Demain 31 janvier, puissant mouvement social dans toute la France : grèves et cortèges de manifestants… Selon le secrétaire général de la CFDT Laurent Berger, il s’agit "d’appuyer sur l’Assemblée nationale et sur le Sénat", pour les inciter à changer le projet de loi sur les retraites ; et de montrer dans la rue, à Emmanuel Macron et Élisabeth Borne, que l’opinion publique rejette cette réforme.
Mais Laurent Berger ajoute cette précision importante : "À la CFDT, on pense qu’il faut d’abord garder l’opinion avec nous et que le niveau d’efficacité syndicale ne se mesure pas au niveau d’emmerdements concrets pour les citoyens." C’est très bien vu. Pour l’instant, la majorité des Français rejettent le projet de réforme des retraites et approuvent sa contestation unanime par le front des syndicats.
Mais si cette contestation dérapait et rendait infernale la vie quotidienne de millions de personnes, les syndicats perdraient l’appui de l’opinion. Le gouvernement compte là-dessus. Si l’opinion se détournait du mouvement social, le front syndical se disloquerait ; la pression des électeurs sur les parlementaires se relâcherait ; les députés LR pourraient alors oublier leurs scrupules et apporter au bloc des députés macronistes le nombre de voix de droite nécessaire à l’adoption du projet. Madame Borne serait donc libérée du besoin de court-circuiter encore les députés en se servant du 49.3 : méthode de passage en force qui pourrait hypothéquer l’avenir en plongeant des millions de personnes dans l’idée "qu’ils ne sont pas considérés".

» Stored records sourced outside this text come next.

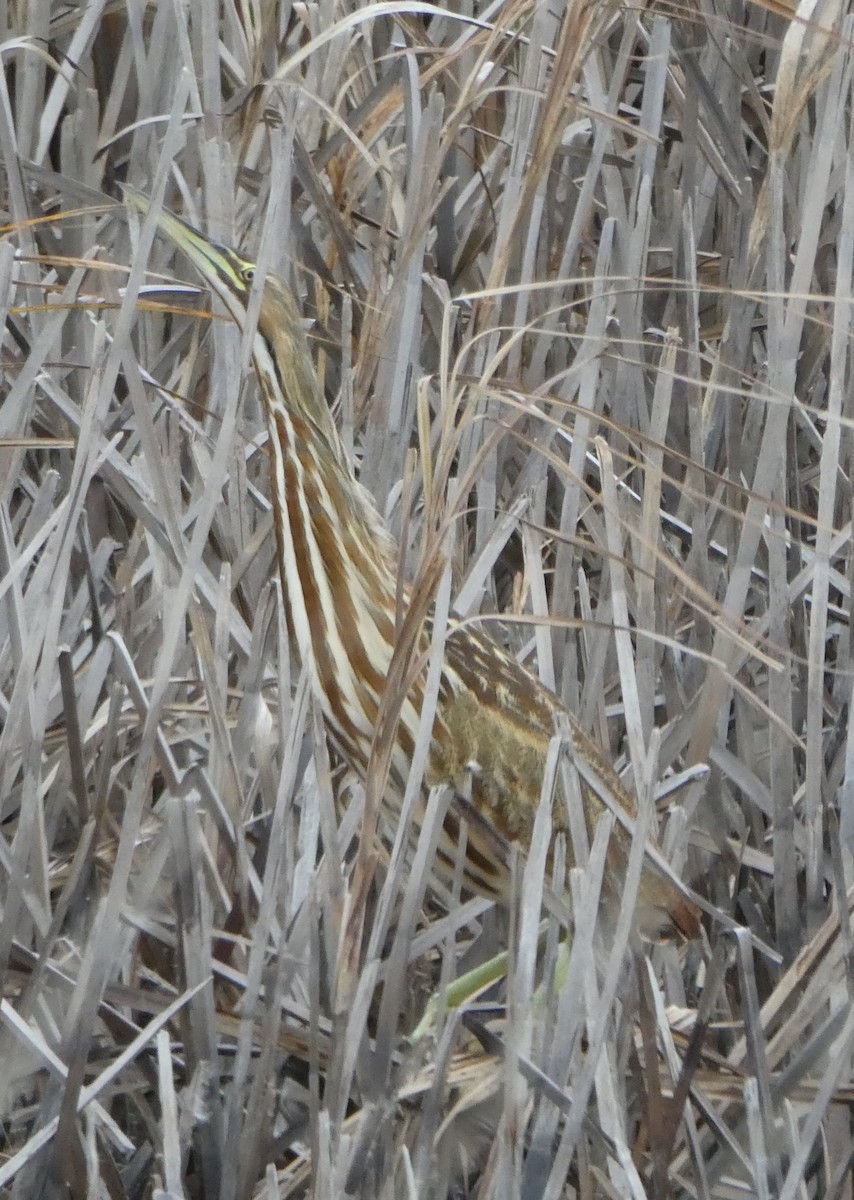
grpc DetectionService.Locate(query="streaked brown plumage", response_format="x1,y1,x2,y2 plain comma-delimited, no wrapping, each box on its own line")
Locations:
128,193,699,937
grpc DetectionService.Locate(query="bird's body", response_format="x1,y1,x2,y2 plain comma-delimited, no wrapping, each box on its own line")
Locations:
130,194,698,937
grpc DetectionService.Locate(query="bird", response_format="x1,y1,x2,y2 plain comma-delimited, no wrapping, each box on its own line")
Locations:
125,188,699,941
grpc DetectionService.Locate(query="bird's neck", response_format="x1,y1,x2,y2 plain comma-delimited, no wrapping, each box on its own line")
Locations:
267,391,397,763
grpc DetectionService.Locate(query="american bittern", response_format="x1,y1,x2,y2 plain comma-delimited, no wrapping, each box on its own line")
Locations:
128,192,699,937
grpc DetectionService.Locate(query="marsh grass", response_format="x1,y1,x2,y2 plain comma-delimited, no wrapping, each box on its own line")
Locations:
0,0,854,1200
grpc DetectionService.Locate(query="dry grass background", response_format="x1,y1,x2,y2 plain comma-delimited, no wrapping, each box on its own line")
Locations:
0,0,854,1200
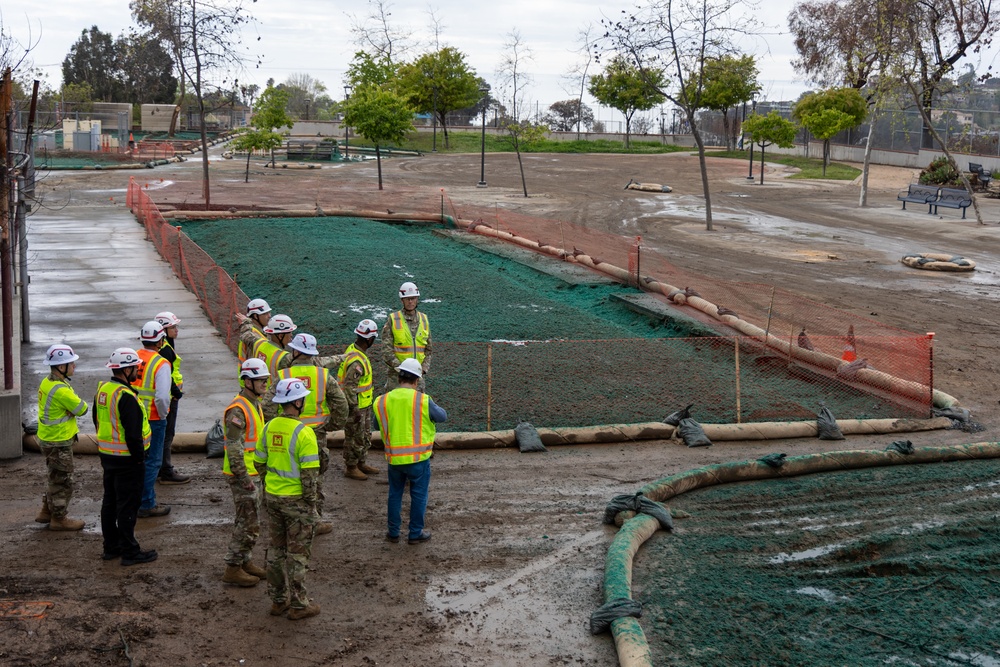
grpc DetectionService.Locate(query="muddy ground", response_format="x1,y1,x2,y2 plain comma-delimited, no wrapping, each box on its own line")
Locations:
0,147,1000,666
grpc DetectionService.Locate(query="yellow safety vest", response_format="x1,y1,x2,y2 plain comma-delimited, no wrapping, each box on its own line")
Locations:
132,348,170,421
253,416,319,496
375,387,437,465
163,340,184,391
278,365,330,429
38,376,87,442
251,338,288,386
222,394,264,477
389,310,431,364
337,343,373,408
94,382,152,456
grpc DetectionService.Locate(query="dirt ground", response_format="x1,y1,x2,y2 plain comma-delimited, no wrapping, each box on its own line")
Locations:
0,151,1000,666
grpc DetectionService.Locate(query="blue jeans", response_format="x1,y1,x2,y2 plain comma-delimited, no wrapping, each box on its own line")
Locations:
388,459,431,539
139,419,167,510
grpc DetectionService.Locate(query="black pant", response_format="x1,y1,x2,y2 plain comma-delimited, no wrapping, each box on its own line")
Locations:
160,398,178,477
101,456,146,556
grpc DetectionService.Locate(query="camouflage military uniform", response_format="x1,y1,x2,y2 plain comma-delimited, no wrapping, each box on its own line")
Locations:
379,309,432,394
344,361,372,467
224,408,261,567
261,355,347,516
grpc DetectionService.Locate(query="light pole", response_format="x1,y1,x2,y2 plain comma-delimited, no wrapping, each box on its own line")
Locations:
747,91,763,181
344,83,351,160
476,83,490,188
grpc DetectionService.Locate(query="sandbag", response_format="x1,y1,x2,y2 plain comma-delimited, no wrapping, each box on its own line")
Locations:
816,408,844,440
514,422,549,454
205,419,226,459
677,417,712,447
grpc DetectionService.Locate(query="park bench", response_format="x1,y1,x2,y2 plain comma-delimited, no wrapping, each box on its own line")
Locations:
896,183,936,213
930,188,972,220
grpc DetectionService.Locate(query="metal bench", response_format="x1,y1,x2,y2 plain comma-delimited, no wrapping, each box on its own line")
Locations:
930,188,972,220
896,183,940,213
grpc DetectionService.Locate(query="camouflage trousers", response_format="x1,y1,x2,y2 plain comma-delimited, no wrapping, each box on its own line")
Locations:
264,494,316,609
344,406,372,466
38,440,73,519
226,475,260,566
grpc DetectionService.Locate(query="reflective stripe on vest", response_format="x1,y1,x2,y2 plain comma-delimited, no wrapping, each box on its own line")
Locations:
389,310,431,363
132,348,170,421
163,340,184,391
254,417,319,496
94,382,152,456
38,376,87,442
375,387,437,465
337,343,373,408
278,366,330,429
222,395,264,476
252,338,288,386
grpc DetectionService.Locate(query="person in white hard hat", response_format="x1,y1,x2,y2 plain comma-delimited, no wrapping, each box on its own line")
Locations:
222,359,270,586
236,299,271,364
337,319,380,481
374,359,448,544
382,282,431,392
132,320,173,519
153,310,191,484
253,378,320,621
94,347,159,565
35,344,87,530
263,332,347,535
237,314,298,378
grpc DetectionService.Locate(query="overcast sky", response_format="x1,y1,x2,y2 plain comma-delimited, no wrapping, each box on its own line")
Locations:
0,0,992,128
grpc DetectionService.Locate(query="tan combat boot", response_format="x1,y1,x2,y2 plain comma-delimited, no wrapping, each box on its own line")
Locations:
49,516,83,530
344,466,368,482
358,461,382,475
222,565,260,588
243,560,267,579
288,602,319,621
35,494,52,523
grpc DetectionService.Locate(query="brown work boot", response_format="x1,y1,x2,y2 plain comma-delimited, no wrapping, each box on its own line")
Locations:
35,495,52,523
49,516,83,530
288,602,319,621
222,565,260,588
344,466,368,482
243,560,267,580
358,461,382,475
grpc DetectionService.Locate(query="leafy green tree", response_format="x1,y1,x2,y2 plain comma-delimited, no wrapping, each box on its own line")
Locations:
587,56,667,148
398,46,481,148
344,85,414,190
792,88,868,176
743,110,798,185
688,55,760,150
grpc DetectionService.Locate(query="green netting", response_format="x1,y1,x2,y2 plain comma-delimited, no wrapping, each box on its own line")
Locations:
633,459,1000,665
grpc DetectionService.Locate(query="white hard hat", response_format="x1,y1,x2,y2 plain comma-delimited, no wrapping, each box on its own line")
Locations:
396,357,424,377
139,320,167,343
354,320,378,340
288,333,319,356
247,299,271,315
107,347,139,368
45,343,80,366
271,378,309,403
264,315,298,333
240,359,271,380
153,310,181,329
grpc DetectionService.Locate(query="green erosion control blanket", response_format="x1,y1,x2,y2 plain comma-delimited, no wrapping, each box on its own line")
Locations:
633,459,1000,666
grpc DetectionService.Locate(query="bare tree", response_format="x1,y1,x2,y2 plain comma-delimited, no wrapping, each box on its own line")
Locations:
597,0,760,231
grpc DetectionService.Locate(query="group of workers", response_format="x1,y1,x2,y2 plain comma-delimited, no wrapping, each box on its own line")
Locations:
36,282,447,620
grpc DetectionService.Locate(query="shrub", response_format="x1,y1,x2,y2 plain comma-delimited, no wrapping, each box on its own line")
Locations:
919,157,963,187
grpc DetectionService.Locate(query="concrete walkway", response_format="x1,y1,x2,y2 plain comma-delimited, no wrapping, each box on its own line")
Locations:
21,204,239,433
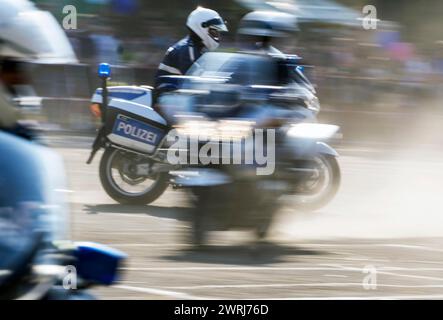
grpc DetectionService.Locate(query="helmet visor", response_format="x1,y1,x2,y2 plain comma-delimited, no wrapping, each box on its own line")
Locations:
202,18,228,32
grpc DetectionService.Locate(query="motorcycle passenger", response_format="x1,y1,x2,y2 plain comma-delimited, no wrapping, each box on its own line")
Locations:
154,7,228,95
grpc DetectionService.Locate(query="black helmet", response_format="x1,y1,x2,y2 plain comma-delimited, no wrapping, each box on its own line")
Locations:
238,11,297,38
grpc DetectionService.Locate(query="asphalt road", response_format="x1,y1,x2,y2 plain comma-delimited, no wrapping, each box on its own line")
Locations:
46,137,443,299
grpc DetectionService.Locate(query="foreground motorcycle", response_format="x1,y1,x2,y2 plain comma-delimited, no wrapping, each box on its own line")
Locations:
88,53,340,210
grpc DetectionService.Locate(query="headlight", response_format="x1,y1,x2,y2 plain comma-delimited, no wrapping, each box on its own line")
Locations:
287,123,340,140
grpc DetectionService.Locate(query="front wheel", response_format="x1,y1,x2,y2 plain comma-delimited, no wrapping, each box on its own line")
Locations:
292,155,341,211
100,148,169,205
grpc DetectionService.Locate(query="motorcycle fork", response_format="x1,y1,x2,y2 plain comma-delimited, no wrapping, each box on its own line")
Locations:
86,125,106,164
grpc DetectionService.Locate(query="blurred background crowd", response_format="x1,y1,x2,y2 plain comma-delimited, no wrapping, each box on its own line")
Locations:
20,0,443,144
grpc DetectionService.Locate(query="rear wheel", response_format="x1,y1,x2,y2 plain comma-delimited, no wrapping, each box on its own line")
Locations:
292,155,341,211
100,148,169,205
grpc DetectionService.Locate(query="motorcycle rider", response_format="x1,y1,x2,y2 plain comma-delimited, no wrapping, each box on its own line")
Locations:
154,7,228,95
0,0,75,299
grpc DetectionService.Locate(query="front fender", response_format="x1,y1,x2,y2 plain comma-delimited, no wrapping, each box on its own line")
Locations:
286,139,339,159
315,142,339,158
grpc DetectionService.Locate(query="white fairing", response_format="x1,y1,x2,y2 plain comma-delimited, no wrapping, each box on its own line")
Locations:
91,86,152,108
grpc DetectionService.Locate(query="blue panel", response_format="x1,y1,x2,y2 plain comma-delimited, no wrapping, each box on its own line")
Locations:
74,242,126,285
112,114,164,146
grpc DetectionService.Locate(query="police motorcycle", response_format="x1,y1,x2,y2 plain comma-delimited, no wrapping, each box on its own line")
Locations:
159,52,340,244
0,0,126,300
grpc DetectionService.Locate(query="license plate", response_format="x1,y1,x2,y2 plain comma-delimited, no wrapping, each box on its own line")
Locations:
112,114,164,149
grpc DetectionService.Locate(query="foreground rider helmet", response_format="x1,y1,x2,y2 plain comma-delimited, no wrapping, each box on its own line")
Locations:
186,7,228,51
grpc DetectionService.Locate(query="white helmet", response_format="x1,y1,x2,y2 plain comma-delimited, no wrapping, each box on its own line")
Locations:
186,7,228,50
0,0,77,63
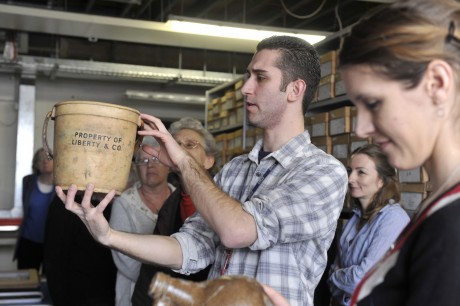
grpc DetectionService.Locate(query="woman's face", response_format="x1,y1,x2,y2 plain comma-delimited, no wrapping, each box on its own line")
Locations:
174,129,214,170
348,154,383,209
341,65,439,169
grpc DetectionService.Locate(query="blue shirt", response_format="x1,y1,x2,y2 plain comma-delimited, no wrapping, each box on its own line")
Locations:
173,132,348,306
329,203,409,305
22,176,54,243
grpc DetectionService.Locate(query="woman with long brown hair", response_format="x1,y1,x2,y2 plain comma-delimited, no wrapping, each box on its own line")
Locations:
329,144,409,305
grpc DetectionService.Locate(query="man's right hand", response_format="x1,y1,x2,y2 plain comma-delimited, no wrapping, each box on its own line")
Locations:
56,184,115,246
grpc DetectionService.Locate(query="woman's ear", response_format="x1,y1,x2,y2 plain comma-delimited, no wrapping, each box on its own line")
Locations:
425,60,455,106
204,155,216,170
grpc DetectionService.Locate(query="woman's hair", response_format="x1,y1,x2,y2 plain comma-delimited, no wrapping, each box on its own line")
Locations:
32,148,47,175
350,144,400,221
169,117,217,157
257,36,321,113
338,0,460,89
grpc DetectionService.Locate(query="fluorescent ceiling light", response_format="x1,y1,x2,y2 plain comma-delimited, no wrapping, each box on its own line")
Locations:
166,15,328,44
125,90,206,105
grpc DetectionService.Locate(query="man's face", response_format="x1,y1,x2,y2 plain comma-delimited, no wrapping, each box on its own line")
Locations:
241,50,287,129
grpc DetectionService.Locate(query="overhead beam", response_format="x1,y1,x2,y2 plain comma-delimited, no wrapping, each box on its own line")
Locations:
0,4,257,53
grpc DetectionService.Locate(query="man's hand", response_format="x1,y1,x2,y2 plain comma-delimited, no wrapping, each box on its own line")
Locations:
138,114,187,172
262,285,289,306
56,184,115,245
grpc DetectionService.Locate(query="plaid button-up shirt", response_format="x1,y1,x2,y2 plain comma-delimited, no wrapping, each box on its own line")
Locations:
173,131,348,306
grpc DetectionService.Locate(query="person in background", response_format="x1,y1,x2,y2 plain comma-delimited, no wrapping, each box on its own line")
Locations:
110,137,175,306
329,144,409,306
56,36,347,306
339,0,460,306
43,195,117,306
131,117,217,306
13,148,55,273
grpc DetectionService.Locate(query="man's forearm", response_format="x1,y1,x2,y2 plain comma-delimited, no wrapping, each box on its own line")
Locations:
107,230,182,269
178,156,257,248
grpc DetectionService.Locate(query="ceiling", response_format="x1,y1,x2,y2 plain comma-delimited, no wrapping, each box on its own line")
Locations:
0,0,387,74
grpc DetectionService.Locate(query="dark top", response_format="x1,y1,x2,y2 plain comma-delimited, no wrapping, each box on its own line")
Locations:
13,174,55,260
44,196,117,306
131,186,209,306
353,184,460,306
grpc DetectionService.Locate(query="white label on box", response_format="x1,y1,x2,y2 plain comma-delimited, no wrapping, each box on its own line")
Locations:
329,117,345,135
318,83,332,100
311,122,326,137
401,192,423,210
321,61,332,78
399,167,421,183
334,80,347,96
316,145,327,153
332,144,348,158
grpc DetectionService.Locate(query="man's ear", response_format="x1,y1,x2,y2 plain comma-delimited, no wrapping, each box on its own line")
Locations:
425,60,455,106
286,79,307,102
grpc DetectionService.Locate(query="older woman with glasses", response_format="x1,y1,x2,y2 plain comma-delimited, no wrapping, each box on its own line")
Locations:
110,137,175,306
132,117,216,306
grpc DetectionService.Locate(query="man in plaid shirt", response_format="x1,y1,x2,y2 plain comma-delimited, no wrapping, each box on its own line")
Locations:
57,36,348,305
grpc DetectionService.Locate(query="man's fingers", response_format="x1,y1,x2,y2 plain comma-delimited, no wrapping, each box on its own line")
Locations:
97,189,116,213
81,184,94,208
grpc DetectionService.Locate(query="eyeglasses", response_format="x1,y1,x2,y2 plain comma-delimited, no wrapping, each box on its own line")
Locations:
177,139,201,150
134,156,160,166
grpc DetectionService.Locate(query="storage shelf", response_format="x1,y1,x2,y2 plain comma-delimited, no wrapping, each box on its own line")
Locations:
210,124,243,134
306,95,353,116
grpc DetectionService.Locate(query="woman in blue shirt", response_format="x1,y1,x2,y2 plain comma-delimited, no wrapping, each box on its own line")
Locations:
328,144,409,305
13,148,55,272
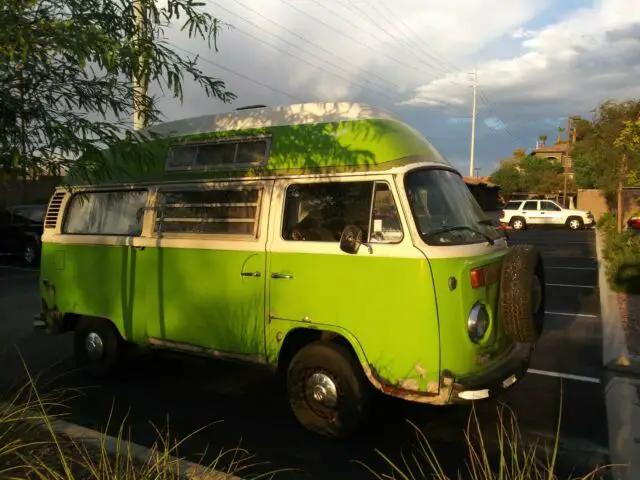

Mais même au cas où la réforme était votée, l’avenir risquerait d’être hypothéqué. Une réforme faite contre le sentiment du peuple risque de passer pour une réforme sans le peuple. Voire contre lui. Le ressentiment social entraverait ensuite tout effort collectif pour faire face, par exemple, au changement climatique en réalisant la transition énergétique…
Laurent Berger a raison de le dire : la démocratie ne consiste pas à donner un chèque en blanc au dirigeant qui a remporté une élection. Elle consiste à faire vivre le lien entre les élus et la société civile. C’est cela qui est en question dans la bataille actuelle.